Aber es war ein Gitterkäfig. Gleichgültig, herrisch, wie bei sich zuhause strömte durch das Gitter aus und ein der Lärm der Welt, der Gefangene war eigentlich frei, er konnte an allem teilnehmen, nichts entgieng ihm draußen, selbst verlassen hätte er den Käfig können, die Gitterstangen standen ja meterweit auseinander, nicht einmal gefangen war er.
Er hat das Gefühl, daß er sich dadurch daß er lebt den Weg verstellt. Aus dieser Behinderung nimmt er dann wieder den Beweis dafür, daß er lebt.
14. (Januar 1920) Sich kennt er, den andern glaubt er, dieser Widerspruch zersägt ihm alles.
Er ist weder kühn, noch leichtsinnig. Aber auch ängstlich ist er nicht. Ein freies Leben würde ihn nicht ängstigen. Nun hat sich ein solches Leben für ihn nicht ergeben, aber auch das macht ihm keine Sorgen; wie er sich überhaupt um sich selbst keine Sorgen macht. Es gibt aber einen ihm gänzlich unbekannten jemand, der sich um ihn nur um ihn große fortwährende Sorgen macht. Diese ihn betreffenden Sorgen des Jemand, besonders das Fortwährende dieser Sorgen verursachen ihm manchmal in stiller Stunde quälende Kopfschmerzen.

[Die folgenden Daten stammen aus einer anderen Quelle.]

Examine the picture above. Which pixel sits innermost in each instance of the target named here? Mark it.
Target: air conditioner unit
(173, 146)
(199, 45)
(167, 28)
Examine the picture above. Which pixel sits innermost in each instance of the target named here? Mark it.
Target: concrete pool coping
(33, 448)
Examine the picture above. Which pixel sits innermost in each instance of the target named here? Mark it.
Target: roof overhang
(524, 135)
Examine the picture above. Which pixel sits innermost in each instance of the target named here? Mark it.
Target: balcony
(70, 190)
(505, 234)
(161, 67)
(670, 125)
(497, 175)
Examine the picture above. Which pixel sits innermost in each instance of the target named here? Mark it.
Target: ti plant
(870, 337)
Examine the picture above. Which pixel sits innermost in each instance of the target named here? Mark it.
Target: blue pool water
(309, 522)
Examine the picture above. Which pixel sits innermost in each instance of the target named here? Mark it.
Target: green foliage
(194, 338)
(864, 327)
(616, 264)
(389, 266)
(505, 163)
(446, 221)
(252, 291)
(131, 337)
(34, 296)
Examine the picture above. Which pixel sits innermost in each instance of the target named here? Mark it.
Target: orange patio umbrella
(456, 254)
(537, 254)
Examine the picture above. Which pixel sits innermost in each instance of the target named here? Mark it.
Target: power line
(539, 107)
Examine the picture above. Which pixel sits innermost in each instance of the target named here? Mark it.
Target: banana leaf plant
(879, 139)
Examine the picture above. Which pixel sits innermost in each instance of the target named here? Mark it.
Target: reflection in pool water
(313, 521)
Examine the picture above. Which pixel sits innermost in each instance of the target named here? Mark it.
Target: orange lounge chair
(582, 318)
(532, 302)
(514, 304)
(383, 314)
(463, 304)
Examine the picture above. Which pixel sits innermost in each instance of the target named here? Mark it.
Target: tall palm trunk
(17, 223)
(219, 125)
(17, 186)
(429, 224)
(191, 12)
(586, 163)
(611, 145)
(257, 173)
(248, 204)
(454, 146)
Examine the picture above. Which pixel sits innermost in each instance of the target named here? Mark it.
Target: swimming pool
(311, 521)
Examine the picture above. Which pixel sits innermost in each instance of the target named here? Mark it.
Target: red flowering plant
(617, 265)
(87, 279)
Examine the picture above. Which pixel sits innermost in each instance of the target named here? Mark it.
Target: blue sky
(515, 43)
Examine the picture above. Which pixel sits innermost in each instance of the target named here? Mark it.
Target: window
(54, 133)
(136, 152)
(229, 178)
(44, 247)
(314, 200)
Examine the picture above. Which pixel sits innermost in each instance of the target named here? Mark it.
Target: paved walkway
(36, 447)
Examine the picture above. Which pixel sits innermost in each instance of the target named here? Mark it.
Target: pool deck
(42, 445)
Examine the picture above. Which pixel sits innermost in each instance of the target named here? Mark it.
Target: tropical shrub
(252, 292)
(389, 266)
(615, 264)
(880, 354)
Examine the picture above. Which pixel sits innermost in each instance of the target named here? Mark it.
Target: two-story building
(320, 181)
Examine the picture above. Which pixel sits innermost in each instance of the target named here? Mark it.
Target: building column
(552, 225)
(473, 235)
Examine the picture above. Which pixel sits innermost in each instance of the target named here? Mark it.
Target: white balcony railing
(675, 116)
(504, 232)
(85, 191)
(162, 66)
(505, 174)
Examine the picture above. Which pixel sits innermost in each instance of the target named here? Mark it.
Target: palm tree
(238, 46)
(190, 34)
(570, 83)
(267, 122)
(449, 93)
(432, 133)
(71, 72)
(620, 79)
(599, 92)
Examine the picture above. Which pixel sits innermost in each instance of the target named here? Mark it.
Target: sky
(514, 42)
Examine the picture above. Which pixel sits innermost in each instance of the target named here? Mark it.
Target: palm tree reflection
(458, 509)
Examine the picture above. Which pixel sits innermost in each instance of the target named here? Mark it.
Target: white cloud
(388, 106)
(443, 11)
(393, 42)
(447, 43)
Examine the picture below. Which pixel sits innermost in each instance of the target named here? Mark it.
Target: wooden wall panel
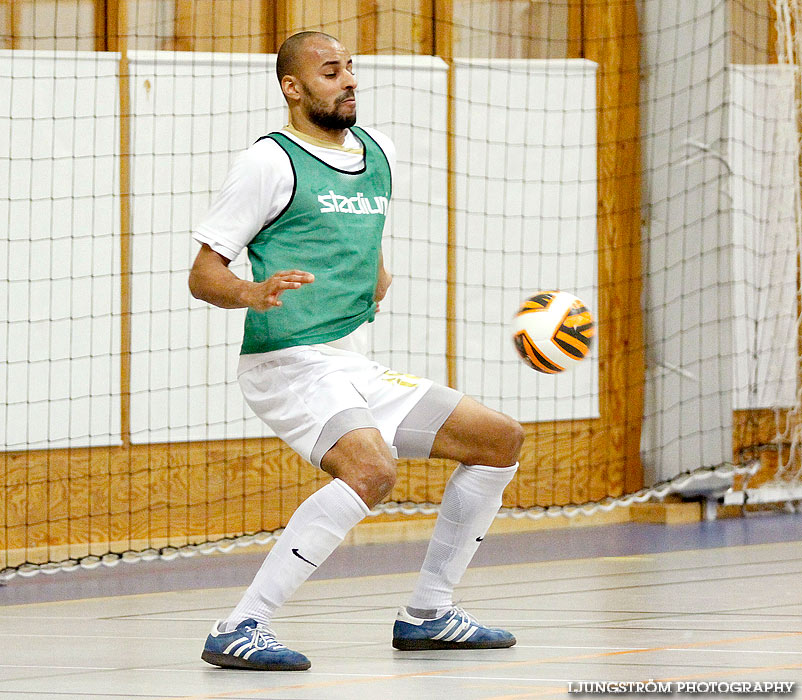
(751, 31)
(188, 491)
(611, 38)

Er lebt in der Zerstreuung. Seine Elemente, eine frei lebende Horde, umschweifen die Welt. Und nur weil auch sein Zimmer zur Welt gehört sieht er sie manchmal in der Ferne. Wie soll er für sie die Verantwortung tragen? Heißt das noch Verantwortung?

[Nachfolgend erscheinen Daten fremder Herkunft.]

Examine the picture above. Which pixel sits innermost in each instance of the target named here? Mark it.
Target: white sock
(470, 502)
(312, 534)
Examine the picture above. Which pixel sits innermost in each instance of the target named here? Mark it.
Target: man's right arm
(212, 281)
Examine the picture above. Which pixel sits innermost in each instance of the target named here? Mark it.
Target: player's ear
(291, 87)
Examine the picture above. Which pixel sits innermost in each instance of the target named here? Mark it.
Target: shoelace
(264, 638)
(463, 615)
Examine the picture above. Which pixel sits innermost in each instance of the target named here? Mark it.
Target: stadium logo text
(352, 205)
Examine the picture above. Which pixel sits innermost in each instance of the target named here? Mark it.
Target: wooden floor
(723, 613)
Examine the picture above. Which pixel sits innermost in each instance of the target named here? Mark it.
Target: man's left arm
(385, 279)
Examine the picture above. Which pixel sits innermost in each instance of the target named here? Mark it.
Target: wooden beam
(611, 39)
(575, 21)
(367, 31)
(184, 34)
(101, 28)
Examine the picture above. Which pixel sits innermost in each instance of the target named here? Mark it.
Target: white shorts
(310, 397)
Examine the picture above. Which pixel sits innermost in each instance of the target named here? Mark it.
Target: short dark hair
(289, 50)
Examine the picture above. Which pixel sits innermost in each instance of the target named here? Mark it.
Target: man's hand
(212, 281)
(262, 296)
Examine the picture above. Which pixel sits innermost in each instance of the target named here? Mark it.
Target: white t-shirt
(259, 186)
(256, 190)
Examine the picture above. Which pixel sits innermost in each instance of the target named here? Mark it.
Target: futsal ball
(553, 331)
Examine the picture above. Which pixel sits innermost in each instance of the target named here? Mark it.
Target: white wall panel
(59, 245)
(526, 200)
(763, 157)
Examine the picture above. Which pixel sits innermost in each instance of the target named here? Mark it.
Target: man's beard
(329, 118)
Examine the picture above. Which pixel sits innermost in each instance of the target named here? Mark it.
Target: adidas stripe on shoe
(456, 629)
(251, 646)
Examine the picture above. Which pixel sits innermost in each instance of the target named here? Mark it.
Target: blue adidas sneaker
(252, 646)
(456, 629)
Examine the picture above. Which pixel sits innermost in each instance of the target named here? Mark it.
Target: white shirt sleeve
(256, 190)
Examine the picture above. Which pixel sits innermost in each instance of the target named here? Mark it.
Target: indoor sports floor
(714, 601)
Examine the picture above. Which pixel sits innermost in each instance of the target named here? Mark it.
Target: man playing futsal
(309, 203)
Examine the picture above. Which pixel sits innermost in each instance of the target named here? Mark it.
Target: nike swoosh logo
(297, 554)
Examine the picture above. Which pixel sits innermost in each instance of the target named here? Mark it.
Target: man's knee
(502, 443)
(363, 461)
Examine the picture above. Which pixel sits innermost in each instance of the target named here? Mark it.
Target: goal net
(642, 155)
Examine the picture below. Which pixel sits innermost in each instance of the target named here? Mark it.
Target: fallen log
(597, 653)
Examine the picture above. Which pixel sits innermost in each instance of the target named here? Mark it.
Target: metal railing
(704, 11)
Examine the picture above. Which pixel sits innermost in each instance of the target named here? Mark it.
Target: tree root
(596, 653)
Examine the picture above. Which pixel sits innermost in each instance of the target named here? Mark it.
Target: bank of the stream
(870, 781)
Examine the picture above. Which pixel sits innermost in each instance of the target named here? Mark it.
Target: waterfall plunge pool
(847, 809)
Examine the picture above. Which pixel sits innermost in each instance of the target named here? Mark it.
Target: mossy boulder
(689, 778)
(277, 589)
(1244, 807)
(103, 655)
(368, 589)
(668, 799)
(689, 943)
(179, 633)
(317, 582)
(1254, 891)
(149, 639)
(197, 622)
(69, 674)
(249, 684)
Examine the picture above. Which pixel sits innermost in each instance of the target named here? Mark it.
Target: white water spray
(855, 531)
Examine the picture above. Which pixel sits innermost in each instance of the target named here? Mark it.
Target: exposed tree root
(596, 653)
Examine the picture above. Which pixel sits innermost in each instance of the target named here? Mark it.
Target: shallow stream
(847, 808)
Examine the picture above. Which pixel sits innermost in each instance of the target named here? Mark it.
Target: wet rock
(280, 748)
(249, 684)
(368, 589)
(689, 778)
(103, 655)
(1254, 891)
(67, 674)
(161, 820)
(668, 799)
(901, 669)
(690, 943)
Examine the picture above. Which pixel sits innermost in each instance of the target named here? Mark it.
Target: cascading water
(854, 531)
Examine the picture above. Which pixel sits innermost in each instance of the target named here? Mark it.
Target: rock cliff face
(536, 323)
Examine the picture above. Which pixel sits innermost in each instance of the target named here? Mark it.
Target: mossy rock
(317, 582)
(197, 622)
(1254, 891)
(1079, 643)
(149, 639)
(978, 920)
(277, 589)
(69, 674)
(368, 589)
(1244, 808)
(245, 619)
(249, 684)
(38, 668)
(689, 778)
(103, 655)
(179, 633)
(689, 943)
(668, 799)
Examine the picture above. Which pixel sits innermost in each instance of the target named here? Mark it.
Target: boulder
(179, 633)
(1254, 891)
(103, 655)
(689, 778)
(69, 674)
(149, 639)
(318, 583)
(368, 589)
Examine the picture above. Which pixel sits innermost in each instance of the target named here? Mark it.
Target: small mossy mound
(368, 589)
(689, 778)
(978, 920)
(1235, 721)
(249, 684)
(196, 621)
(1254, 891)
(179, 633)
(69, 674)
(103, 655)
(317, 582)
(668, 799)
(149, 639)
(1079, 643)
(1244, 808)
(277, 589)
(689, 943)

Alles; selbst das Gewöhnlichste, etwa das Bedientwerden in einem Restaurant muß er sich erst mit Hilfe der Polizei erzwingen. Das nimmt dem Leben alle Behaglichkeit.
17 I (1920) Sein eigener Stirnknochen verlegt ihm den Weg (an seiner eigenen Stirn schlägt er sich die Stirn blutig)

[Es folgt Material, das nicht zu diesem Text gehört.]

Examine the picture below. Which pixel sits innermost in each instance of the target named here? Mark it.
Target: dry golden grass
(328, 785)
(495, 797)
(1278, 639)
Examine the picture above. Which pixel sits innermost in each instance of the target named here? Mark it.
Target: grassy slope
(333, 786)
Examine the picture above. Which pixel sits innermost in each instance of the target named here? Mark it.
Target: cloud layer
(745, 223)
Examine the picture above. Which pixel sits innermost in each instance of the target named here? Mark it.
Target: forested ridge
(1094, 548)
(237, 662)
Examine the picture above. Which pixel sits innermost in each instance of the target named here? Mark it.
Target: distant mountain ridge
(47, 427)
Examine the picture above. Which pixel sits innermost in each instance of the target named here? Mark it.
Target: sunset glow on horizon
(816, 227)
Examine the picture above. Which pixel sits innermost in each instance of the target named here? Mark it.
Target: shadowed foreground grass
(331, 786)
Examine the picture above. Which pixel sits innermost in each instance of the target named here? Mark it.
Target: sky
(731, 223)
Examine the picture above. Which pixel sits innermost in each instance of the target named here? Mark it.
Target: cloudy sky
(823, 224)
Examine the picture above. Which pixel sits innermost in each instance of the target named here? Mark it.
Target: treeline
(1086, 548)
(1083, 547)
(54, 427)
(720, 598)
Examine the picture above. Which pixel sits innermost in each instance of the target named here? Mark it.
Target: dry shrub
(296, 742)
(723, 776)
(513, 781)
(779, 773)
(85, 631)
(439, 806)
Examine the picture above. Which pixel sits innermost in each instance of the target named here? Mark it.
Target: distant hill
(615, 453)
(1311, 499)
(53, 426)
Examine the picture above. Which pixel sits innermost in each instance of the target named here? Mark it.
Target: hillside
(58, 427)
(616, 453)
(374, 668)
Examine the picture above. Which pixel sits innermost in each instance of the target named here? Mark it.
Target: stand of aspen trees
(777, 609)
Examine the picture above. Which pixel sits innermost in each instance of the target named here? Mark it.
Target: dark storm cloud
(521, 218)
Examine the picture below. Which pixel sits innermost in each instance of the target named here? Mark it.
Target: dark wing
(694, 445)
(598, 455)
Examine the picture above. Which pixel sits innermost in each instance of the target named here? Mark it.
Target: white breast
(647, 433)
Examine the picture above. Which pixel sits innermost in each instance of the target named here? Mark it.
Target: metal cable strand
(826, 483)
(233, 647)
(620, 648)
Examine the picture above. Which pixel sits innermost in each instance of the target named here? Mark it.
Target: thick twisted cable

Er fühlt sich auf dieser Erde gefangen, ihm ist eng, die Trauer, die Schwäche, die Krankheiten, die Wahnvorstellungen der Gefangenen brechen bei ihm aus, kein Trost kann ihn trösten, weil es eben nur Trost ist, zarter kopfschmerzender Trost gegenüber der groben Tatsache des Gefangenseins.
Fragt man ihn aber, was er eigentlich haben will, kann er nicht antworten denn er hat - das ist einer seiner stärksten Beweise - keine Vorstellung von Freiheit.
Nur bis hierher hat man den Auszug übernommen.